Table 2: Changes in PCV of patients in the course of treatment with artemether and quinine
*Value for each day was compared to value for day 0

They were made up of 22 (68.7%) male and 12 (31.3%) female. Their age ranged from 1 to 12 years, mean was 7±3.63 and weight ranged from 7 kg to 35 kg, mean 19.83±8.22 kg.

The commonest presenting features were dehydration (100%), poor appetite (96.9%), pallor (96.9%) and fever (84%). This is followed by anaemia (71.9%), convulsion (71.0%) and jaundice (50.0%)(Table 1).

The clinical findings as well as estimated PCV at recruitment were similar in the two groups as shown in Table 1.

Packed Cell Volume (PCV): At recruitment 23 patients (71.4%) were anaemic (i.e., PCV values < 30%) out of which 10 (43.5%) and 13 (56.5%) patients were enrolled under quinine and artemether. Mean PCV at day O was 26.25 and 25.56%, respectively for quinine and artemether.
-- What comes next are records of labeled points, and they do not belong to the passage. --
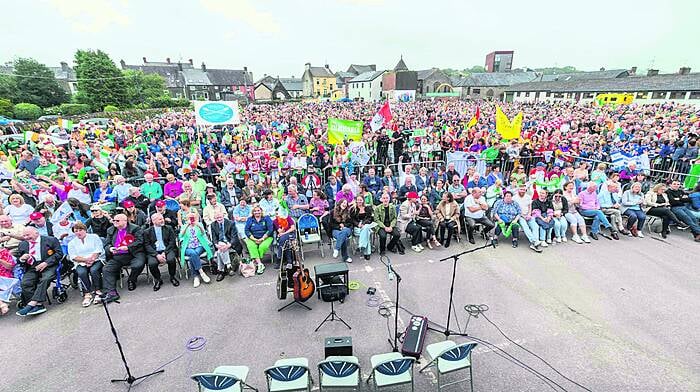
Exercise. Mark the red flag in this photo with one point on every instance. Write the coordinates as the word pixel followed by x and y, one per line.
pixel 382 117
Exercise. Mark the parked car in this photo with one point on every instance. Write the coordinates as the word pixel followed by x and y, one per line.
pixel 5 121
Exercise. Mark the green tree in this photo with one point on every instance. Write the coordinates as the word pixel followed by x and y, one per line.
pixel 5 107
pixel 144 88
pixel 37 84
pixel 8 88
pixel 100 82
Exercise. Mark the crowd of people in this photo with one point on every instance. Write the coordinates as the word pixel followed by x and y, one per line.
pixel 108 201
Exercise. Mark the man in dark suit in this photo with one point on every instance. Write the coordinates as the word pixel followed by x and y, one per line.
pixel 40 256
pixel 224 236
pixel 169 216
pixel 124 247
pixel 161 248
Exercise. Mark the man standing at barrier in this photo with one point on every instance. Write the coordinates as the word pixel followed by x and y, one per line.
pixel 385 216
pixel 124 248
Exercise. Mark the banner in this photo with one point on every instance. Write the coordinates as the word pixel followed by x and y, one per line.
pixel 464 160
pixel 338 130
pixel 216 113
pixel 420 132
pixel 359 156
pixel 620 160
pixel 507 129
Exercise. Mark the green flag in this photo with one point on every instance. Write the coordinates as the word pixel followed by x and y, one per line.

Subsequently, mean PCV for remaining days were as shown in Table 2.

DISCUSSION

A comparative study on PCV changes in the course of treatment of severe malaria patients with artemether and quinine was evaluated in 32 patients that were allocated into two treatment groups. Presenting features such as age, weight, initial PCV values and clinical severity were similar in both groups and were not statistically significant.

The commonest presenting symptoms were poor appetite, fever, vomiting, pallor and dark urine, which are consistent with previous findings (Ademowo, 2000). Vomiting was the commonest gastrointestinal manifestation of severe malaria in children, the reason why this is so is not clearly known, but it has been suggested that it may be due to preferential sequestration of parasites in gastric vascular beds (Sowunmi and Salako, 1992).

Pallor was detected in almost all patients (i.e., 96.99%) whereas 71.9% were confirmed anaemic by PCV estimation. This implies that pallor finding is not a sufficient symptom to diagnose anaemia. Anaemia (i.e., PCV less than 30%) is a common finding in malaria especially in children and the 71.9% found in this study is comparable with result of other workers (Warrel et al., 1990). The cause of anaemia in severe malaria is multifactorial, there is lysis of parasitized erythrocytes, dyseryhroporetic changes, immune mediated haemolysis and reduction in the lifespan of the erythrocytes (Smitten et al., 2002). The lysis of parasitized erythrocytes will inevitably lead to black urine. Artemether despite having more anaemic patients restored anaemia faster than quinine (Table 2). This apparent decrease in number of patients with anaemia after artemether treatment from day 7 is a possible indication that it may possess erythropoetic stimulating factor in addition to its faster malaria parasitaemia clearance (Hien et al., 1996). Warrel et al. (1990) also found that significant changes in the number of children with anaemia after treatment, should not be expected in 1-2 weeks, due to the time required for haemopoiesis, but at the end of 3rd week an increase usually become apparent.

The study demonstrated that artemether relative to quinine give patients faster and sustained recovery from anaemia. The use of artemether can readily reverse or improve malaria induced anaemia hence restricting the incidence or use of blood transfusion in malaria endemic zones especially now that there is need for caution in the use of blood transfusion (due to spread of AIDS, hepatitis etc.) as an important measure for correcting anaemia.